One day, Tal announced that he would lead the clan up the cliffs to see for themselves what had been consuming him. Even though the weather was fine the trek was slow because the oldest people had to walk with sticks and Uboas was heavily laden with a child in her belly. They arrived with the sun at its highest, splashing the river with its rays. Tal made a fire on the ledge and lit a torch slathered in bear fat for a rich, slow burn.

He stepped inside the cave and the clan shuffled at his heels.

The light of the torch eased the transition from light to dark. In the hissing glow, his people were stunned. One young woman yelped in fear because she though she was going to be trampled by horses to her left and bison to her right. A small boy became giddy at the sight of a huge black bull floating overhead and he jumped up and down making sure his mother saw what he was seeing.

Tal had been working steadily, preparing this place. With his father’s blessing, he had taken Uboas as his mate and the two of them had fallen into a joyous rhythm. When he was not hunting or catching fish or resolving arguments among clan members, he would prepare a batch of Soaring Water and climb to the cave with her. He would drink the tart red liquid, spend the night lost in his dream world and when he came back to her, energised and virile, his loins aching, he would lie with his mate on his father’s bison hide laid on the cave floor and thrust his hips until they were both spent. After a sleep, he would rage for a time, like a wild animal until his body was limp and exhausted from demon exertions.

And then he would come back to himself, cleansed, and he would paint.

Drawing upon his childhood pastime of mixing pigments from crushed coloured rocks and clays, he had prepared wonderfully rich paints which, through trial and error, he adapted to adhere to the cool, moist walls.

It was not enough to draw the outlines of the animals as people had done in the past. He saw them in vivid colours and that was the way he wanted to capture them. He chose his spots by the light of his lamps, which in and of themselves were an invention that sprang from his mind. He used his skills as a stone-shaper to fashion a shallow, ladle-shaped lamp from limestone, and in the bowl, he placed lumps of bear fat mixed with juniper twigs, which when lit, gave a yellow, slow-burning flame that Uboas held for him while he worked.
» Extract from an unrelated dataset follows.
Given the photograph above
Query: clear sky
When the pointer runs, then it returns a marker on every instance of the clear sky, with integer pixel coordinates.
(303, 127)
He also considered the topography of the wall. If a bump suggested a horse’s rump, then there he drew the rump. If a depression suggested a creature’s eye, that is where he placed the eye. And he was always keen to see how the lamp light played against the rock surface. He loved the sense of motion he could achieve with light and shadows.
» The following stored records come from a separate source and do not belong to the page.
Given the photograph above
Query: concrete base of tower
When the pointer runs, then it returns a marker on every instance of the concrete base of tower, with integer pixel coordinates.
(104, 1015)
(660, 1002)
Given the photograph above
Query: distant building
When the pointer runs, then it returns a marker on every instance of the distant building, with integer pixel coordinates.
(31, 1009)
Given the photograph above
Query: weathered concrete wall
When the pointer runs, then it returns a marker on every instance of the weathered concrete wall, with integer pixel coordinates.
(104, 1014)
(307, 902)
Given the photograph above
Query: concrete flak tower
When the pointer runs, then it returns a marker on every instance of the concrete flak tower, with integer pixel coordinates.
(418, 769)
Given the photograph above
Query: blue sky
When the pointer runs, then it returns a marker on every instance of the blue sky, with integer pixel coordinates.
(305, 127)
He would draw the outlines of the animals with fat and charcoal or a lump of manganese but his desire to capture the true colours of the beasts led him to devise ways to deliver ochres and clays to the walls in a way that would faithfully coat the surfaces. When smearing pigments with his hands failed to produce the effect he was seeking, he conceived a radical solution, based on his belief that through his visions, his mission was to breathe life into these cave walls.

Breath.

Uboas tried to stop him the first time he tried the manoeuvre, thinking him mad. In a stone bowl he mixed ochres and clay and added water and spittle to make a slurry then scooped it into his mouth. He chewed at the slurry and sloshed it from cheek to cheek and when it felt the right consistency, he pursed his lips, stood a short distance from the wall and spat the colour out in a mist of fine droplets, using his hand like a stencil to shape the spray to the contour of his outlines. When he wanted to give the animal’s hide texture and body, he had the inspiration to blow his paint through a hole punched through leather to concentrate the spray into dots. It was slow, painstaking work, but he was happy, even when Uboas teased him on one day about his red tongue, on another day about his black lips.